In the present age, the age of grace, we are enjoying Christ as our Passover, as our unleavened bread, and as the firstfruit offered to God in resurrection. Eventually, we offer Christ to God as our Pentecost, which is the consummation of God's work for His new creation. The food offered to God by the believers who experience Christ as the reality of all the feasts from Passover to Pentecost has nothing to do with the old creation but is altogether in the new creation. Eventually, the church in this age of grace will consummate God's will in His new creation. The church will be matured and will be raptured to be one with Christ in His joyous wedding. Then the church will come down with Christ to the earth, at which time He will blow the trumpet to gather the Israelites back to the land of their fathers. Christ will then be their propitiation, and the feast of tabernacles will begin.
At this juncture, I would like to ask a question: What is God's food? What is God's food in our daily life, in the Christian life, and in the life of Israel? To be sure, we all would say that God's food is Christ. But this raises another question: In what way is Christ God's food? Christ is God's food in the way of His fulfilling God's eternal economy. God desires to have His economy fulfilled by Christ, with Christ, and in Christ. This is the way Christ is God's food.

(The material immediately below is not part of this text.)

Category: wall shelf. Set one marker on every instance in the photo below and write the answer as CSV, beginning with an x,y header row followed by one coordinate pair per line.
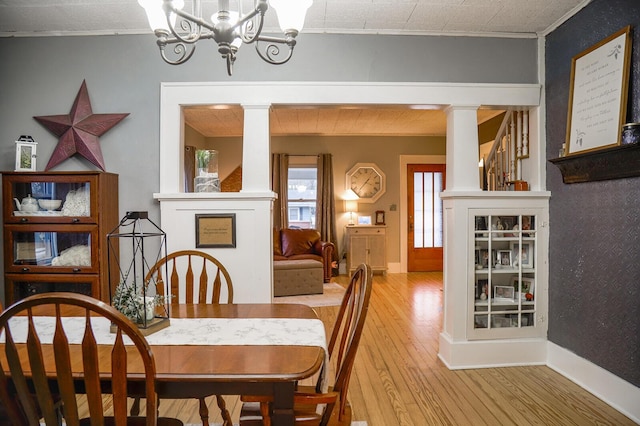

The more we enjoy Christ and experience Christ, the more we fulfill God's economy, and the more we participate in the fulfillment of God's economy, the more we will be able to offer Christ to God as food. Our being resurrected with Christ in His resurrection and our being saved are parts of the fulfillment of God's economy. The exercise of our New Testament priesthood to preach the gospel by visiting people, helping them to believe in the Lord Jesus, and baptizing them is also a part of the fulfillment of God's economy. Likewise, living a life in Christ without sin after we have been saved is a part of the fulfillment of God's economy with Christ, by Christ, and in Christ. In all these matters Christ is food for God.
Both the church and Israel are great parts of the fulfillment of God's economy. When the church was formed on the day of Pentecost and so many were baptized into one Body, God enjoyed a wonderful feast. Israel's being gathered, their repenting, and their being propitiated at the time of the Lord's coming back will be further parts of the fulfillment of God's economy. Once again, Christ will be enjoyed by God's people and also by God Himself. In these matters related to Israel, Christ will be God's food. Furthermore, in the millennium and for eternity in the New Jerusalem, Christ will be God's food.
In Numbers 28 and 29 there are three sectionsthe sections pertaining to daily life, to the Christian life, and to the future of Israel. Each section is for the fulfillment of God's eternal economy in which Christ is the centrality and the universality. Because Christ is everything for the fulfillment of God's economy, He is God's food, God's satisfaction. For eternity Christ will be God's satisfaction, and for eternity we will enjoy the Christ who satisfies God. Hallelujah for the Christ who is God's food and also our food!